Not much to share on the writing front today - pretty much the whole day was given to family, cooking big meals with enough leftovers to carry us through a few days, and playing so, so much legos.
I'm currently reading Wind, Sand, and Stars, an autobiography of a French mail pilot in the late 1920's and early 30's. Reading it, I'm struck by the sense of a spirit of exploration.
It's what draws me to much of the fiction I read, too. Diving into a new world is an exploration of a milder, less life-threatening type, but it is an exploration still. Watching Star Trek growing up gave me that same sense, that humanity was constantly pushing itself to learn more about our universe. Even X-Files, really, was a part of it, for it also gave me the chance to imagine that our world was more mysterious than what I experienced in my own day-to-day life, that there was so much more to be discovered.
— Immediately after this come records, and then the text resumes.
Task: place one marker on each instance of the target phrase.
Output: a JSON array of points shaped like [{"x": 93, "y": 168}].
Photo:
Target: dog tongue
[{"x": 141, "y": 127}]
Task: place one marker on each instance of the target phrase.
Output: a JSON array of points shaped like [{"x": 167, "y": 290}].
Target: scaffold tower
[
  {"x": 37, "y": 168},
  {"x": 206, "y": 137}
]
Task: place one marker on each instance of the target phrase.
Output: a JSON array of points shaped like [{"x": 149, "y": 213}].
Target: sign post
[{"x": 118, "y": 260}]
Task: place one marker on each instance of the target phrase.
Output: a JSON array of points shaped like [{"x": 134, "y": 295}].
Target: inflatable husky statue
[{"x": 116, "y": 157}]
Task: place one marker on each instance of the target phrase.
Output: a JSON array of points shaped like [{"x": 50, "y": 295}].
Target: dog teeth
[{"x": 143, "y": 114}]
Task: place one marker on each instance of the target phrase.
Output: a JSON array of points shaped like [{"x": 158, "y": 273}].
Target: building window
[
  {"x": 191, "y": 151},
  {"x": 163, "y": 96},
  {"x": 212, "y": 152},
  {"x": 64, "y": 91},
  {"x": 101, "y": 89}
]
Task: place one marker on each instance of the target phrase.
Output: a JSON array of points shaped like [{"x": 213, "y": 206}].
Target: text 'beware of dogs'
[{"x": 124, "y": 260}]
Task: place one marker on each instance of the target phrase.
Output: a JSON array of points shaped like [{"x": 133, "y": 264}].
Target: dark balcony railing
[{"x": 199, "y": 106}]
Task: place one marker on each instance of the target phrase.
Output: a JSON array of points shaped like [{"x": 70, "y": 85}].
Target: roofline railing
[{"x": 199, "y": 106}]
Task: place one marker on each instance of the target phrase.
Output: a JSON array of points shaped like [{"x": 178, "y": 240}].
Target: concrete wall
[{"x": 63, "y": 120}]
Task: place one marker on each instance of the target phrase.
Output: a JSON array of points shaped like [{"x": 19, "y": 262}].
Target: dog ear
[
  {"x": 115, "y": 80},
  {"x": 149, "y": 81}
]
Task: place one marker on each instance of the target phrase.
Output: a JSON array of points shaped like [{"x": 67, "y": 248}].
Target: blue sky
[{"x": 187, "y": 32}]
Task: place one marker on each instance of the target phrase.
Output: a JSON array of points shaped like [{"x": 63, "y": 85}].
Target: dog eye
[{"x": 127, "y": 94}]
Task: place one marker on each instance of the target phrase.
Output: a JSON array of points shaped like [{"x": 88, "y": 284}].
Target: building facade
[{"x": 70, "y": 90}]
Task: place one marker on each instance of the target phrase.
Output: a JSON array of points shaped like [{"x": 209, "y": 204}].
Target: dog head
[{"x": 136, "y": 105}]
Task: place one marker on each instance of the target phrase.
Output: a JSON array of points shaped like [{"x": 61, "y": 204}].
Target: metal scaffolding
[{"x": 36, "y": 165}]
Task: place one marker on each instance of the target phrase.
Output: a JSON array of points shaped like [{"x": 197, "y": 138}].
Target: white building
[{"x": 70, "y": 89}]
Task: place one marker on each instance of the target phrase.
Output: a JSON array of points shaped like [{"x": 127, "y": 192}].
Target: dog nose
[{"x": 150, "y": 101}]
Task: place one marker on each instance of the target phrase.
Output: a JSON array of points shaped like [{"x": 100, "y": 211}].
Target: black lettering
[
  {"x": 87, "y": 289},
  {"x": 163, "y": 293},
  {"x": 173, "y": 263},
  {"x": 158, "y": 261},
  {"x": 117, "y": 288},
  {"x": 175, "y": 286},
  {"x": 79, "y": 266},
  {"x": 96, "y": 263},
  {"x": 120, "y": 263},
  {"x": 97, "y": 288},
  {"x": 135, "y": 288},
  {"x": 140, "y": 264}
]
But barely 100 years ago, that spirit of exploration was much more prevalent. Air travel was just developing, and routes needed to be found. Pilots would seek their way across the Sahara desert, crash their planes, get captured by local tribes, be ransomed away, then hop right in a new plane the next day and try again. They sought passage through mountain ranges their planes couldn't fly over, often crashing as they navigated the turbulent skies.
I think one of the reasons I'm drawn to space (and sci-fi), is because it is the one frontier (deep sea probably qualifies here, too) that humanity hasn't explored in person. I want to see us venture into the unknown, because it's where we learn not just about the universe, but ourselves.